Why are you all so mean to each other? We all share the love for this game and there are always pros and cons to all changes. Teasing and arguing opinions is one thing but killing cats ??? You are nuts!

This last change of gold removal I think removes the advantage of obtaining certain tiles early and it does not do historical justice to the birth place of Western Civ next to the Ganges and Indus rivers. Pretty much any old large city have a river close by. Flowing fresh water is essential in so many ways. The Romans knew this very well! Fresh water also helps irrigate farms. River beds are typically very fertile hence ---> Great soil = many people in the same area = high tax revenue; hence ---> gold should come from tiles next to rivers and lakes.
 
This last change of gold removal I think removes the advantage of obtaining certain tiles early and it does not do historical justice to the birth place of Western Civ next to the Ganges and Indus rivers. Pretty much any old large city have a river close by. Flowing fresh water is essential in so many ways. The Romans knew this very well! Fresh water also helps irrigate farms. River beds are typically very fertile hence ---> Great soil = many people in the same area = high tax revenue; hence ---> gold should come from tiles next to rivers and lakes.

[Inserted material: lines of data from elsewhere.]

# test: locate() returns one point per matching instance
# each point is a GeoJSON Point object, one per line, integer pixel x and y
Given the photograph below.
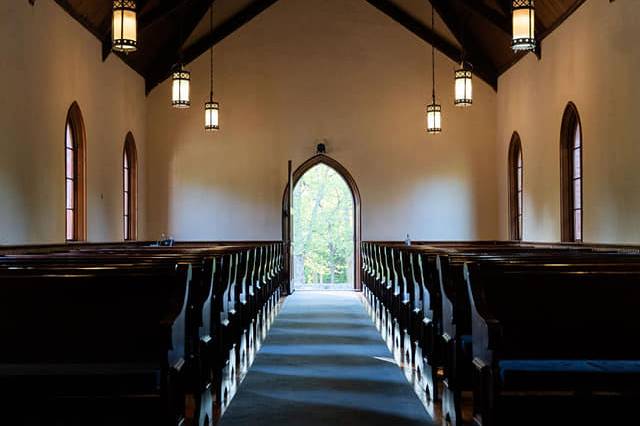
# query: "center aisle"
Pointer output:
{"type": "Point", "coordinates": [324, 363]}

Most of this is represented by civil service giving farms with access to fresh water(rivers or lakes) extra food, you can build water mills on cities next to rivers and there is even a religious belief that benifits rivers if I recall correctly. There is possibly a few other benifits I am forgetting.

The gold on rivers and sea tiles represented the flow of trade, now trade routes exist they simply made cities on rivers get a 25% bonus, and sea trade routes are 2x better than land trade routes, then they removed the gold from the tiles as it is represented in this way.

I am sure this was all explained earlier on but I felt the need to try again.
 
25% of nothing is a whole lot more of nothing!!!

That bonus doesn't balance right. It's too much an advantage later in the game and too little early on. These one gold tiles is a much better representation of the real world. Then, as the city grows, more tiles can be used and more gold acquired.
 
25% of nothing is a whole lot more of nothing!!!

That bonus doesn't balance right. It's too much an advantage later in the game and too little early on. These one gold tiles is a much better representation of the real world. Then, as the city grows, more tiles can be used and more gold acquired.

Ehh early trade routes are not nothing. Even the basic early ones can get 3 ~ 4 GPT, more if you get some nice placements and neighbors.

Then there is the religion. With both gold on river/ocean and religion back in G&K, the game was just bit too face-roll-esque. Nothing really "wrong" with how that worked since everyone equally benefited from all those surpluses but the world felt bit too... plentiful.

My only beef regarding this topic and CiV (from vanilla to BNW) is that building a city on river tile had very little effect. Watermill is pretty pricey and hydrodam came too late. I kinda miss the pseudo road connection that rivers provided back in cIV and how irrigation worked in... gah how did it work in cIV? Am I recalling a ciiv mechanic here where you had to have a fresh water source to make a farm?